Search code examples
pythoncmemory-leaksgtkpygobject

Memory leak in my PyGObject project - but seems to be outside of Python


(rewritten after new findings)

I'm having a memory leak in a piece of PyGObject code that I try to understand.

It's reproducible, at least here (Debian stable), with the following code:

import gi
gi.require_version("Gtk", "3.0")
from gi.repository import GLib
from gi.repository import Gtk


def foo(labels):
    for label in labels:
        label.props.label = 100000 * "x"
    GLib.timeout_add(1000, foo, labels)


def main():
    labels = []
    box = Gtk.Box(visible=True)
    for _ in range(40):
        label = Gtk.Label(visible=False)
        labels.append(label)
        box.add(label)
    window = Gtk.Window(visible=True)
    window.add(box)
    GLib.idle_add(foo, labels)
    GLib.MainLoop().run()


if __name__ == "__main__":
    main()

You could probably adapt some numbers, but this way it is quite visible soon what happens to the memory consumption. When I start it, it reaches 2GB in less than 8 minutes.

There is nothing visible in the guppy memory profiler. I can make heap snapshots at any time, and they always look more or less the same. Also heapu() for unreachable-but-alive objects does not show suspicious stuff.

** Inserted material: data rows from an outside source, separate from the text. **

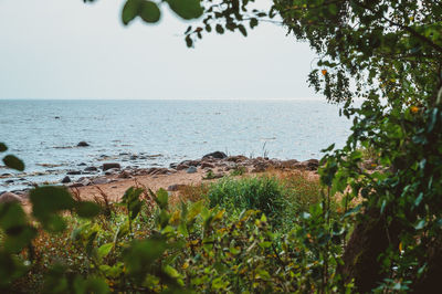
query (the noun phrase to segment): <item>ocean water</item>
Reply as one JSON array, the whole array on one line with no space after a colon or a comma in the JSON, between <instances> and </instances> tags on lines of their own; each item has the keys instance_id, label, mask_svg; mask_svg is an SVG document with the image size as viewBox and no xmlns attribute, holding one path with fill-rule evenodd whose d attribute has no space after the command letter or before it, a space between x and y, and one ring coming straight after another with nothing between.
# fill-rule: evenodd
<instances>
[{"instance_id":1,"label":"ocean water","mask_svg":"<svg viewBox=\"0 0 442 294\"><path fill-rule=\"evenodd\" d=\"M0 141L25 174L0 167L0 191L60 181L103 162L168 166L221 150L280 159L320 158L343 146L350 122L324 101L1 101ZM78 141L91 146L76 147ZM7 182L11 181L13 182Z\"/></svg>"}]
</instances>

The same happens in other variants as well. Here e.g. with threading instead (and with just one label):

def foo(label):
    label.props.label = 1000000 * "x"


def bar(label):
    while True:
        time.sleep(1)
        GLib.idle_add(foo, label)


def main():
    box = Gtk.Box(visible=True)
    label = Gtk.Label(visible=False)
    box.add(label)
    window = Gtk.Window(visible=True)
    window.add(box)
    import threading
    threading.Thread(target=bar, args=(label,)).start()
    GLib.MainLoop().run()

It does not happen when I use .set_label() instead of .props.label = ....

update:

I've reported it: https://gitlab.gnome.org/GNOME/pygobject/-/issues/520

original text was:

I'm again having a memory leak in my PyGObject project. But it appears to be outside of Python.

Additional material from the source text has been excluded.